HIV/AIDS Pediatric Residency Program Purpose & Benefit
Children's Hospital Pediatric HIV/AIDS Program (PHAP) was founded in 1986 by Dr. Ann Petru and has continuously served HIV-infected and affected children in the Bay Area and Northern and Central California.
- To eliminate perinatal (mother-to-child) transmission of HIV in Alameda and Contra Costa Counties through collaborative efforts with adult care providers, psycho-social services for HIV-infected pregnant women and monitoring and treatment of HIV-exposed infants.
- To enhance the well-being of HIV-infected infants, children and adolescents through comprehensive medical, nursing and psychosocial care.
- To provide HIV education, preventive medications and counseling for child victims of sexual assault.
The Pediatric HIV/AIDS Program serves children and youth ranging in age from newborn infants through 21 years. As of 06/2010 we are caring for 70HIV-infected children and 35-45 HIV-exposed infants. Ninety percent of our patients are MediCal eligible and low-income.
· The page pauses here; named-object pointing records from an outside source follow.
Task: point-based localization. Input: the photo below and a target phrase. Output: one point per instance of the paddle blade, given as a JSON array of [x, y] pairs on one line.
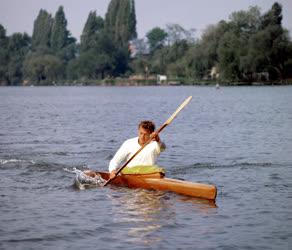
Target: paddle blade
[[185, 103]]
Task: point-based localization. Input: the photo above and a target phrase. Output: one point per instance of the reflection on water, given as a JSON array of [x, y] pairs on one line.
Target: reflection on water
[[144, 212]]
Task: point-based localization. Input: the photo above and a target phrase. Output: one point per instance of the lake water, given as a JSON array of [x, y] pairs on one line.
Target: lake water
[[237, 138]]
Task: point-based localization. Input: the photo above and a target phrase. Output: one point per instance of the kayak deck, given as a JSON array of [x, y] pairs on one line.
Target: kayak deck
[[157, 181]]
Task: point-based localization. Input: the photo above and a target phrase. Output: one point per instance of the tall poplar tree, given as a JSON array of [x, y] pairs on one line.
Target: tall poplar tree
[[93, 27], [59, 34], [3, 55], [42, 30], [120, 21]]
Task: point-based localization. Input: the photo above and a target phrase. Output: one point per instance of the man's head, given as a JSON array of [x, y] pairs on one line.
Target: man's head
[[145, 129]]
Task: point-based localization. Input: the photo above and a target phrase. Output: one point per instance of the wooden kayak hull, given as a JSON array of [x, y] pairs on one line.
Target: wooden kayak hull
[[157, 181]]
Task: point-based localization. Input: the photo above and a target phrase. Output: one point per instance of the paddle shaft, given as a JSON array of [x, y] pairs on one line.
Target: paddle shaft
[[170, 119]]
Children come to PHAP primarily from Alameda, Contra Costa, San Francisco, San Joaquin, and Solano counties. The ethnic representation of PHAP patients is 57% African-American, 20% White, 17% Hispanic/Latino, 3% Asian/Pacific Islander and 3% other.
Pediatric HIV/AIDS Education
In addition to our main purposes, we also provide professional education on pediatric HIV/AIDS to physicians, nurses, and other health care workers in our community and to the general public and recreational activities and holiday programs for patients and families.
- Between 2005 and 2010, none of the 135 newborn infants referred to and evaluated in our Clinic for exposure to HIV were infected with HIV thanks to aggressive care for their mothers, collaboration with preinatal providers in the community and the ongoing care and support they received in our Hope Clinic.
- Among our infected patients, over two-thirds of those currently in care have “normal” immune function, with CD4 counts over 500, and 75% have undetectable blood levels of HIV (called “viral load”), which reflects both strong immune system functioning and adherence to treatment regimens.
- In the past ten years, 25 of our perinatally-infected teens have “graduated” from (aged out of) our program and transitioned to young adult-focused HIV care in the community.
- No child in our care has died since January 2005.